The suit, Perez v. Urban Outfitters, Inc., was filed in the San Diego County Superior Court, and alleges Urban Outfitters violated California labor law through a policy which required employees to submit to security searches prior to leaving the store or any reason, but after they had clocked out. As a result, employees were on-site waiting for, and participating in, security searches without pay. Lead plaintiff Jasmin Perez alleges that due to this practice, she worked at Urban Outfitters for more than 40 hours a week and more than eight hours a day but was not compensated for the overtime.

The plaintiff’s attorneys are seeking class certification in the suit, aiming to represent the lead plaintiff and all similarly situated Urban Outfitters employees in California.
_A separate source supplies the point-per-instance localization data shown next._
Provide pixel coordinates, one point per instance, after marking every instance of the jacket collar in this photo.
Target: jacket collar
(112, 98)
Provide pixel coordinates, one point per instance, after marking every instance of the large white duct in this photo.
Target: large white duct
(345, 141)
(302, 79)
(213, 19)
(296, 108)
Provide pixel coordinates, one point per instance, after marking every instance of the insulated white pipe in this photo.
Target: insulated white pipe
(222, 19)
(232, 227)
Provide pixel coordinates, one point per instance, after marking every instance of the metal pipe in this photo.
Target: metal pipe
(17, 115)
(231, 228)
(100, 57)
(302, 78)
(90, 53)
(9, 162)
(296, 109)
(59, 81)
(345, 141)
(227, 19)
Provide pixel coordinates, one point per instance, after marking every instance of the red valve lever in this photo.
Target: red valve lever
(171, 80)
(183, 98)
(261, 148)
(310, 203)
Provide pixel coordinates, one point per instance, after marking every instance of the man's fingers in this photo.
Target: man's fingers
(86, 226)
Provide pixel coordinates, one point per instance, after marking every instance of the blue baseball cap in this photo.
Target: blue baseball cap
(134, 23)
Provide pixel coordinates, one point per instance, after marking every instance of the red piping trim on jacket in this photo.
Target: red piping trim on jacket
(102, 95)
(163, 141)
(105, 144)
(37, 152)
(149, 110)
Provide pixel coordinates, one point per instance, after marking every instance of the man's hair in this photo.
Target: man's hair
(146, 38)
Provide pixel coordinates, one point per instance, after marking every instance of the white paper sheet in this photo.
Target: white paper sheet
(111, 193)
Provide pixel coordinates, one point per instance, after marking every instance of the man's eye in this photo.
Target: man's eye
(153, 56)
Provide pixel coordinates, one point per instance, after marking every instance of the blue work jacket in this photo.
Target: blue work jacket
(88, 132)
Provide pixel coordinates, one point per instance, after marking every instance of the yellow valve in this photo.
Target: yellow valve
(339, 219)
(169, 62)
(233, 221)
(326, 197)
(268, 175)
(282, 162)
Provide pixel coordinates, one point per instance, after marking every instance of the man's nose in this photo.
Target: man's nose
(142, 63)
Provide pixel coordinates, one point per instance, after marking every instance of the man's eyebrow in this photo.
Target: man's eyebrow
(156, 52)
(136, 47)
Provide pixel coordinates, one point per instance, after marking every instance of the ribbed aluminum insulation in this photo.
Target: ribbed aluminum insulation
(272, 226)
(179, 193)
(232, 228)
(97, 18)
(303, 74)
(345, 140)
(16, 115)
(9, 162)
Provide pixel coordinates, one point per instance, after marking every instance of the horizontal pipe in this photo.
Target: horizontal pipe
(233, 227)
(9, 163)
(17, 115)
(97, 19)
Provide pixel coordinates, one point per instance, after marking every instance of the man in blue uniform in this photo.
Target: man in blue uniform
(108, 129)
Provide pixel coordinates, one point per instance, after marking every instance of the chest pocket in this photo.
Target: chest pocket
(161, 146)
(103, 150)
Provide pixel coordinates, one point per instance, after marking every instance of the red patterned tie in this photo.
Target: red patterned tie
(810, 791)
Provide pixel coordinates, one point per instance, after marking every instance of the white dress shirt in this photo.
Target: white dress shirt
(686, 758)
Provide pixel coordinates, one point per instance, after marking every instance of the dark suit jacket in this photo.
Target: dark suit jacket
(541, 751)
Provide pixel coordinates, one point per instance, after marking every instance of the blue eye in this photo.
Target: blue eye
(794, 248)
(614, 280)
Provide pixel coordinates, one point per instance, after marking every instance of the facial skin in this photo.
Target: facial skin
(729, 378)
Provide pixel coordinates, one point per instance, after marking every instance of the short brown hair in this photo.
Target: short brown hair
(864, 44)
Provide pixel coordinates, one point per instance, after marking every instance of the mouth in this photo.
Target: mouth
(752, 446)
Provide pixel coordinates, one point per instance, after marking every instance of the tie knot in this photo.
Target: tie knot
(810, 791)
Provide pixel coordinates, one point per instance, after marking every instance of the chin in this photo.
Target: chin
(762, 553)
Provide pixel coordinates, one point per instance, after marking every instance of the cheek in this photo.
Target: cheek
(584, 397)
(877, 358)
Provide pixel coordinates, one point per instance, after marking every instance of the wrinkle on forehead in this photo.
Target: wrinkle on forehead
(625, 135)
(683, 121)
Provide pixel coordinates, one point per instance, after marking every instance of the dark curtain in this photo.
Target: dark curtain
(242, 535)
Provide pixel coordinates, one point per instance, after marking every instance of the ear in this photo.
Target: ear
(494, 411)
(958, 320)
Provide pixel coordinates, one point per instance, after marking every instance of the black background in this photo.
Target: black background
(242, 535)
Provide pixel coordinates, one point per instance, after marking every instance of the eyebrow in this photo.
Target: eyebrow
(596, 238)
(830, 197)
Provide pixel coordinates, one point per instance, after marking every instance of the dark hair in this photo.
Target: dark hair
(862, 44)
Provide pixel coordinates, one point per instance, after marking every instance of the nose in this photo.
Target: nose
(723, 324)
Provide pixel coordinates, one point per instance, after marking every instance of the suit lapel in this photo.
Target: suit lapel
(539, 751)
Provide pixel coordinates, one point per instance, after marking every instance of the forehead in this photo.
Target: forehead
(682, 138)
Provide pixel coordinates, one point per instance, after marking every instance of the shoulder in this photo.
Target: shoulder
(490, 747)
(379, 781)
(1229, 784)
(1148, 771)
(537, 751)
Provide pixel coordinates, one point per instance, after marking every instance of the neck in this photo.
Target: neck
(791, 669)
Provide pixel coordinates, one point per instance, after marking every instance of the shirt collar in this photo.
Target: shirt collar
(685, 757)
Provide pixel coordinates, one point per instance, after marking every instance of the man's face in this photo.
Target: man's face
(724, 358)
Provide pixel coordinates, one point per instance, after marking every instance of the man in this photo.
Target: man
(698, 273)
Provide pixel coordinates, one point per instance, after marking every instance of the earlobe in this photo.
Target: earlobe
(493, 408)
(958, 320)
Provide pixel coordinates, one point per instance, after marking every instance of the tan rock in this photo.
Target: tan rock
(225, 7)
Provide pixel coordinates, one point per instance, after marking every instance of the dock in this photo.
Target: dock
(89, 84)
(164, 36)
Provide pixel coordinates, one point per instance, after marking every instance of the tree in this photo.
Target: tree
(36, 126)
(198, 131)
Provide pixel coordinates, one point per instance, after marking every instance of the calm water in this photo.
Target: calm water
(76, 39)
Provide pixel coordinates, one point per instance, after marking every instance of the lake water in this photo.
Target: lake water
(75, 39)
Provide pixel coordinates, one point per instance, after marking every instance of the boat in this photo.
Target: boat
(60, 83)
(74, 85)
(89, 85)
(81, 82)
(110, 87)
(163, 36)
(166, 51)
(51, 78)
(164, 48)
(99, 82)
The suit seeks unpaid wages plus interest in addition to civil penalties for the alleged unfair business practices of failure to pay minimum and overtime compensation to employees. According to the complaint, Urban Outfitters violated California labor law by “systematically, unlawfully and unilaterally manipulat[ing] the time records by changing the hours worked by [Perez] and California class members.”

Urban Outfitters is no stranger to litigation of this type, as former department management plaintiffs filed similar lawsuits in New York and New Jersey in late June, though the facts in those cases varied slightly. In the New York litigation, Jeffrey McEarchen et al. v. Urban Outfitters Inc., plaintiffs allege they were required to work more than 40 hours weekly but were not paid for overtime because the company classified them as managers, despite their lack of managerial duties. In the New Jersey case, Lesley Mitchel-Tockman et al. v. Urban Outfitters Inc., plaintiffs allege the company instructed store supervisors to forge timecards to eliminate overtime pay.